Anyone care to shed some experience on this issue? Do you think that smaller dynamic drivers (say 6.5 inch or smaller) could be run in tandem in a way to intentionally create the desired directivity pattern at the chosen crossover point? I look forward to your thoughts on this. Best regards Moray James.
You can not hear differences in radiation patterns when fixed to one listening position in an anechoic room.
In normal listening room you have reflections to walls and different radiation patterns will suffer from them in a different way.
The woofer of a hybrid esl may suffer from another radiation/reflection pattern, but since it produces only very low freq, I am not afraid that it will have a different spatial character. Also, most esls are not that directive at these low freqencies.
well it´s my experience over the years that a combination of a dipolar bass and a ESL (crossed over between 100 and 250Hz, depending on ESL size) always worked very well and never gave the probs other concepts had. Maybe it was just due to the imo superiority of dipolar bass, but stacking dipolar basses to get even closer to the dipolar-cylindrical character of the (strip-size) ESL always improved sonics. Maybe it depends on the different coupling of energy into the room (velocity/pressure transducer) that the typically best position for a dipolar transducer differs from that of a global transducer (CB, BR, etc.),maybe it depends on the differing soundpressure level over distance, or maybe nothing of that at all, but since the dipolar basses can be built extremly small and blend in best with the ESL, it´s my prime choice
KF: your idea of leaving a gap around the edge of the stator so that there is a section of undriven diaphragm is exactly what Jim Strickland of Acoustat did. Perhaps he had the same idea that this would allow for a more pistonic motion of the diaphragm.
Roger Sanders did a lot of research into diaphragm motion. I think that I recall him saying that if you took a lamp and watched a reflection in the diaphragm while the speaker was playing that you could clearly see that the reflection was not distorted so the diaphragm motion had to be pistonic. Regards Moray James.
I'll try this, I think it should be an easy test for a small set "6 by 9 inch or so" who knows i may get new computer speakers out of this. I will make two sets keeping every thing the same but the driven area. Give me 5 weeks for the money to gather and I'll post back what i found.
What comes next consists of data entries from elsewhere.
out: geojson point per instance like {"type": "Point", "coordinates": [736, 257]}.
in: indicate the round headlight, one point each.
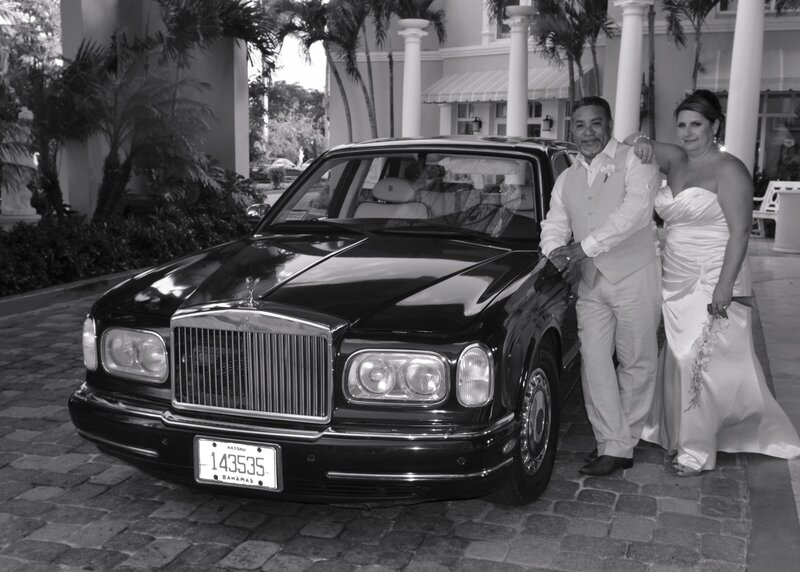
{"type": "Point", "coordinates": [397, 376]}
{"type": "Point", "coordinates": [376, 376]}
{"type": "Point", "coordinates": [89, 344]}
{"type": "Point", "coordinates": [423, 377]}
{"type": "Point", "coordinates": [152, 357]}
{"type": "Point", "coordinates": [475, 382]}
{"type": "Point", "coordinates": [135, 354]}
{"type": "Point", "coordinates": [122, 351]}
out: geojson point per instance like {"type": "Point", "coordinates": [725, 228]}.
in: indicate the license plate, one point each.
{"type": "Point", "coordinates": [237, 464]}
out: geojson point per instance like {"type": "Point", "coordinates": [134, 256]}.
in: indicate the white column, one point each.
{"type": "Point", "coordinates": [629, 78]}
{"type": "Point", "coordinates": [518, 17]}
{"type": "Point", "coordinates": [446, 119]}
{"type": "Point", "coordinates": [412, 32]}
{"type": "Point", "coordinates": [744, 89]}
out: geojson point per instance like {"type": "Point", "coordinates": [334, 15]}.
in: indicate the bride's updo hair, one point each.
{"type": "Point", "coordinates": [706, 104]}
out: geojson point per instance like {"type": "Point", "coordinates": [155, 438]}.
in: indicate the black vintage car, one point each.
{"type": "Point", "coordinates": [388, 332]}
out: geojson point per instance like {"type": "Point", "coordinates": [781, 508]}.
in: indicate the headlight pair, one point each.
{"type": "Point", "coordinates": [419, 377]}
{"type": "Point", "coordinates": [135, 354]}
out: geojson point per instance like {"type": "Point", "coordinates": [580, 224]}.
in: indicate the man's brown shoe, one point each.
{"type": "Point", "coordinates": [605, 465]}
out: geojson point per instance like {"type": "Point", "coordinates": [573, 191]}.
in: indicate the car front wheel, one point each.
{"type": "Point", "coordinates": [537, 432]}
An ESL diaphragm will move as a flat planar piston with all bending taking place at the edge – but only above the low-end resonance. Near or below fundamental resonance, the stiffness or stretch of the plastic dominates over the air load and you get a drum head shape (probably a catenary curve). In the vicinity of resonance, you’ll probably see a blending of planar with catenary – talk about tough math! High above resonance, where most of the action is anyway, the air load dominates over the plastic stretch, except at the constrained edges. Here is an opportunity for further research. Since so much bending is taking place across such small dimensions near the edge, are there better ways to build a trampoline-like suspension? Is the stretching producing any chaotic behavior (tiny crinkling noises) at -80, -90 or -100dB? John Atkinson commented on this chaotic behavior after measuring ESLs but didn't understand the source of it. Maybe I’m making a mountain out of a mole hill; I don’t know. By the way, cones generate all kinds of chaotic noises (scrapes, cone bending noises, turbulence, etc), and probably a lot more than ESLs.